Pleins !Podcasts Nouvelles Héroïnes » de Céline Steyer, tout le temps dans les oreilles de mes enfants et « Qu'est-ce qui pourrait sauver l'amour ? » par Ovidie pour LSD.Séries« Los anos nuevos », pour avoir si bien sublimé l’ordinaire, et pour la structure narrative que je trouve d’une efficacité redoutable.« Heated Rivalry », parce que je n’avais jamais pleuré devant une scène de c*l et que ça m’est arrivé avec une scène gay. La vie est fantastique 😁Films« La venue de l'avenir », de Cédric Klapisch, parce que j'adore le procédé narratif de se replonger dans un temps passé à travers des lettres trouvées dans les vieilles maisons.Et « L'épreuve du feu » d'Aurélien Peyre, j'ai été très touchée par le personnage du garçon.Essais :
« Nos puissantes amitiés » d’Alice Raybaud, un indispensable pour comprendre les contours des relations modernes« Ils vécurent heureux… et prirent un compte commun », de Marie-Lahya Simon, parce que ce livre a fait sauter beaucoup de blocages dans mon couple
Romans« Où es-tu, monde admirable » de Sally Rooney, une de mes autrices préférées, on reconnait son style parmi mille, je trouve ça fascinant.
Et « Long Island », de Colm Toibin, parce que je l’ai dévoré et que j’ai encore des images mentales en tête.

Que dirais-tu à quelqu’un qui n’y crois plus, en amour, en son podcast ?

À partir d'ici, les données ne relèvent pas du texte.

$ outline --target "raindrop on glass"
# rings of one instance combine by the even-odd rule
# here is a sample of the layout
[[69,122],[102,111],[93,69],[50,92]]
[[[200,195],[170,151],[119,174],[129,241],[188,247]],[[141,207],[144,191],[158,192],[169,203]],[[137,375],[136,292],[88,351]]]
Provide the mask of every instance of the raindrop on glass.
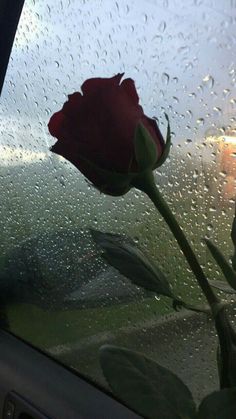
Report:
[[163,84],[168,85],[170,80],[170,76],[167,73],[163,73],[161,76],[161,81]]
[[207,74],[203,79],[202,79],[202,83],[205,87],[208,87],[209,89],[212,89],[214,86],[214,78],[210,75]]

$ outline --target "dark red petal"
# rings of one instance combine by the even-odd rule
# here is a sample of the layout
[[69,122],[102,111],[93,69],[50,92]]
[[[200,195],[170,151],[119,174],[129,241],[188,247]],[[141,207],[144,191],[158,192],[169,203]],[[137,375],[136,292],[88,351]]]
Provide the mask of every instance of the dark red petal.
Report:
[[72,93],[68,95],[68,101],[63,105],[63,112],[68,116],[75,116],[78,114],[78,110],[80,109],[83,103],[83,96],[79,92]]
[[[71,143],[66,143],[65,141],[57,141],[51,148],[53,153],[60,154],[60,156],[65,157],[65,155],[70,156],[73,151],[73,145]],[[69,160],[69,159],[68,159]]]
[[[98,173],[96,168],[93,168],[89,164],[89,160],[86,161],[86,159],[82,157],[82,154],[80,152],[80,146],[77,142],[57,141],[51,147],[51,151],[71,162],[98,189],[104,189],[108,182],[108,179],[103,177],[100,173]],[[107,191],[107,193],[112,194],[112,189],[110,192]]]
[[53,137],[60,137],[62,127],[64,125],[65,116],[62,111],[54,113],[48,123],[48,129]]
[[125,79],[122,81],[120,87],[125,91],[127,96],[131,99],[134,105],[138,105],[139,97],[132,79]]
[[88,79],[82,84],[81,90],[83,94],[87,95],[90,93],[97,92],[97,90],[100,90],[101,88],[104,88],[104,87],[107,88],[107,87],[119,86],[123,75],[124,73],[119,73],[113,77],[106,78],[106,79],[100,78],[100,77]]

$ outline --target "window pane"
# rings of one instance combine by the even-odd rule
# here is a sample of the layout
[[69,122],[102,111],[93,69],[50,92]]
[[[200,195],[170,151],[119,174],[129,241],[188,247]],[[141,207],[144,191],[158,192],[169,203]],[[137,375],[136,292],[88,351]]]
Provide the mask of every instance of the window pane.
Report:
[[[173,147],[156,182],[210,279],[203,242],[230,257],[235,197],[235,2],[26,0],[1,107],[1,295],[9,328],[94,381],[103,343],[144,352],[201,399],[217,388],[216,336],[204,315],[174,313],[99,256],[89,229],[125,233],[180,298],[204,303],[183,255],[144,194],[100,194],[49,151],[47,124],[91,77],[125,73]],[[192,370],[189,365],[192,365]]]

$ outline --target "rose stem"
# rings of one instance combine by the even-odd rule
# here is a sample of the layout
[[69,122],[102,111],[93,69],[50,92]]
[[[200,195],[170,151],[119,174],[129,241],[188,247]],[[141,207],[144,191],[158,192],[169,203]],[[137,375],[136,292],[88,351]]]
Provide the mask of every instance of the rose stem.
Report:
[[151,199],[159,213],[164,218],[165,222],[168,224],[211,308],[218,304],[219,300],[214,294],[212,288],[210,287],[207,278],[184,232],[180,228],[168,204],[165,202],[156,186],[153,172],[149,170],[143,172],[142,175],[138,176],[134,180],[133,184],[137,189],[145,192],[148,195],[148,197]]
[[188,243],[184,232],[180,228],[168,204],[165,202],[164,198],[159,192],[154,180],[153,172],[146,171],[145,173],[142,173],[140,176],[136,177],[136,179],[133,181],[133,185],[148,195],[159,213],[166,221],[211,307],[221,349],[222,372],[220,377],[220,384],[221,388],[230,387],[231,383],[229,380],[229,358],[231,341],[234,337],[234,331],[228,321],[225,308],[222,306],[220,300],[217,298],[212,288],[210,287],[208,280],[197,260],[194,251]]

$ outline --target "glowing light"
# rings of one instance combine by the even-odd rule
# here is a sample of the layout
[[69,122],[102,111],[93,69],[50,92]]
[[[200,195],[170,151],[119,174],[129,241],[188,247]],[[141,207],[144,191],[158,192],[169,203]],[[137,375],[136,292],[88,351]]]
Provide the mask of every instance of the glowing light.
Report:
[[[220,136],[208,136],[206,141],[213,145],[216,151],[217,170],[222,177],[218,184],[220,202],[225,205],[229,200],[235,200],[236,194],[236,131],[226,131]],[[216,193],[219,193],[218,192]]]
[[221,143],[221,144],[233,144],[236,145],[236,132],[232,131],[225,135],[218,136],[209,136],[206,138],[206,141],[209,143]]
[[229,135],[225,135],[225,136],[223,136],[223,141],[225,143],[236,144],[236,136],[235,137],[233,137],[233,136],[231,137]]

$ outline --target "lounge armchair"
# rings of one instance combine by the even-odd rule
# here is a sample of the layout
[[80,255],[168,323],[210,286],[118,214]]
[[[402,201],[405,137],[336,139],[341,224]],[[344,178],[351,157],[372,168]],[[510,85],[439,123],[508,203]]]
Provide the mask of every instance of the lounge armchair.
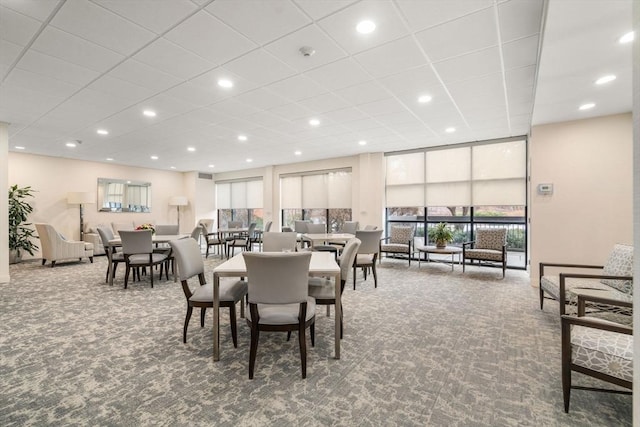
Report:
[[502,278],[507,269],[507,229],[479,228],[476,240],[462,244],[462,272],[466,261],[498,264],[502,267]]
[[36,224],[38,237],[40,237],[40,248],[42,249],[42,265],[47,261],[51,262],[51,267],[56,265],[56,261],[89,258],[93,263],[93,244],[88,242],[75,242],[63,239],[60,234],[49,224]]

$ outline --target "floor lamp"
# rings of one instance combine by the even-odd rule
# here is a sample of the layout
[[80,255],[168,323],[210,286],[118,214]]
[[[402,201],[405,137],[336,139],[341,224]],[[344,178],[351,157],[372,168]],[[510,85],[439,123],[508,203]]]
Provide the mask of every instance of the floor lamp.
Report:
[[70,205],[80,205],[80,240],[83,240],[84,237],[84,218],[83,218],[83,207],[82,205],[86,205],[88,203],[95,203],[96,195],[94,193],[89,193],[86,191],[78,191],[67,193],[67,203]]
[[169,199],[169,206],[178,208],[178,233],[180,233],[180,206],[187,206],[189,200],[185,196],[173,196]]

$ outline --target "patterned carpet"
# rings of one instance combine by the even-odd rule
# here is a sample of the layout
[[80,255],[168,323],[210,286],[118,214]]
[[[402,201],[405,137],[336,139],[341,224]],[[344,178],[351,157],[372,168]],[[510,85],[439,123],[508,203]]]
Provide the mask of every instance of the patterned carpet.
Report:
[[[207,260],[207,278],[219,262]],[[122,267],[120,267],[122,268]],[[624,426],[631,397],[574,390],[562,410],[557,304],[538,309],[523,271],[385,259],[379,285],[344,294],[342,358],[319,308],[308,376],[297,339],[263,333],[255,379],[249,331],[233,348],[222,309],[182,343],[179,284],[104,283],[106,259],[11,266],[0,285],[2,426]],[[333,312],[332,312],[333,313]],[[574,374],[574,383],[597,384]]]

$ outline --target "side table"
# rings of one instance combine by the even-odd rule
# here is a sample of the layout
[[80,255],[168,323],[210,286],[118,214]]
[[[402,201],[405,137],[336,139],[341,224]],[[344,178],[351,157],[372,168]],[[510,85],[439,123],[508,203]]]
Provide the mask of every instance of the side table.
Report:
[[[425,261],[431,261],[429,259],[429,254],[440,254],[440,255],[451,255],[451,271],[453,271],[453,264],[455,263],[455,256],[458,256],[458,264],[460,264],[460,258],[462,254],[462,248],[457,246],[445,246],[444,248],[438,248],[436,246],[416,246],[416,251],[418,251],[418,268],[420,268],[420,262],[422,261],[422,253],[425,254]],[[434,262],[444,262],[441,260],[434,259]],[[445,264],[448,262],[444,262]]]

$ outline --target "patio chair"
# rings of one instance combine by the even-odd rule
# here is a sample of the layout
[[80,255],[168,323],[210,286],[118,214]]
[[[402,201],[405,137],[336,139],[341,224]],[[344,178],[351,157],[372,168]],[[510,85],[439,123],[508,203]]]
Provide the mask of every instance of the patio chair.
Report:
[[476,240],[462,244],[462,272],[466,261],[478,264],[502,266],[502,278],[507,268],[507,229],[506,228],[478,228]]
[[411,254],[413,253],[413,236],[416,229],[411,226],[392,225],[391,234],[380,240],[380,264],[382,264],[382,254],[392,253],[406,254],[411,266]]

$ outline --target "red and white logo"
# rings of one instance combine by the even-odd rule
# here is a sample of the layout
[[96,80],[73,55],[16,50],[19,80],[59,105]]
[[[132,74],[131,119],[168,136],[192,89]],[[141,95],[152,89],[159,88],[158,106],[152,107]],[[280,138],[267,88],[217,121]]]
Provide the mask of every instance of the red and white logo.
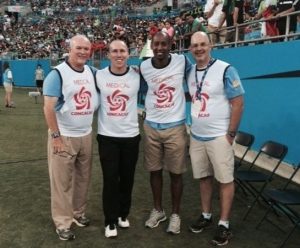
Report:
[[158,90],[154,91],[154,94],[157,96],[157,103],[160,104],[172,102],[174,91],[174,87],[167,86],[166,84],[162,83]]
[[200,112],[205,112],[206,111],[206,105],[207,105],[208,99],[209,99],[209,96],[206,93],[201,93]]
[[111,96],[107,97],[110,111],[125,111],[129,96],[121,94],[120,90],[116,90]]
[[196,118],[209,117],[210,114],[207,112],[207,101],[209,95],[206,93],[201,93],[201,100],[196,99],[196,95],[192,99],[192,116]]
[[74,95],[76,110],[91,108],[91,92],[82,87],[78,93]]

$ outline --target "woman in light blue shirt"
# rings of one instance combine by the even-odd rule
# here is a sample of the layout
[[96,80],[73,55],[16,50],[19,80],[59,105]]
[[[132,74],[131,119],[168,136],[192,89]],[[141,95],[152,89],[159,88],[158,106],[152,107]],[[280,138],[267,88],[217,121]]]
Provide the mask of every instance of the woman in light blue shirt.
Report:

Pour l’amour, il faut écouter Crush (sourire). Je ne suis pas coach, psychologue par contre j'ai un conseil, « Lâchez-vous la grappe. Arrêtez de sur-analyser. Reconnectez-vous à votre élan.» Et pour votre podcast : trouvez votre why. C’est lui qui vous fera tenir. Et surtout comportez-vous comme une badass. C’est ce que j’essaie de faire tous les jours. Je suis convaincue que le mindset peut tout changer.